Minkoff got through her first trimester by looping a hair band around the button loop of her pants, but, she says, eventually moms-to-be turn to maternity clothes. Also, it’s OK if they eventually need a little confidence boost to alleviate doubts about a changing figure, she says. Her easy fix? Invest in ‘‘great shoes, great jewelry and a great jacket.’’
Researcher MyungHee Sohn, an assistant professor of textile and apparel management at the University of Missouri, has found that, based on body scans, most pregnant women should be moving into maternity clothes in their fifth month, although shoppers typically put it off longer, and the industry uses a 7-month model for most of its measurements.
By the time they are five months pregnant, it’s not just their belly that has grown, but also their bust, waist and hips, Sohn says. ‘‘It’s definitely a new shape. It’s not just the body of a woman who gained weight.’’
Pea in the Pod’s Myers notes that what’s in maternity stores now reflects broader fashion trends. You'll find the tunic-and-blazer combination, the cardigans layered with nice Ts, and even the bright pops of color and springtime prints. ‘‘The mistake I see most is the mentality that they think they have to stay away from stripes, or florals or prints because they fear them to be unflattering, but I think the opposite is true,’’ she says.

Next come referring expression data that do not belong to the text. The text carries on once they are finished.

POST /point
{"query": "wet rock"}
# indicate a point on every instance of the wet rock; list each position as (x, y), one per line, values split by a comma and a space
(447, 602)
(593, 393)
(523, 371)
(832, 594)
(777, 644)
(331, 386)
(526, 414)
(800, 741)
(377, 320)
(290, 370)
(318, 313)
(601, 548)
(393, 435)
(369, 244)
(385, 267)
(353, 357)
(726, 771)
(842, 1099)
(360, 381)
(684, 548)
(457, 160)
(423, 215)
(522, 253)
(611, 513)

A clean, sharp nautical stripe, for example, will break up the bump.
An ‘‘it’’ look, like a peplum, which she dubs ‘‘an arrow to your hips,’’ can be harder to pull off, Koch says. Instead consider of-the-moment accessories, such as a shoe-bootie with a stacked heel or a candy-colored, oversized handbag.
Just don’t overstuff it — yet. ‘‘Pretty soon that will turn into a heavy diaper bag,’’ Minkoff says.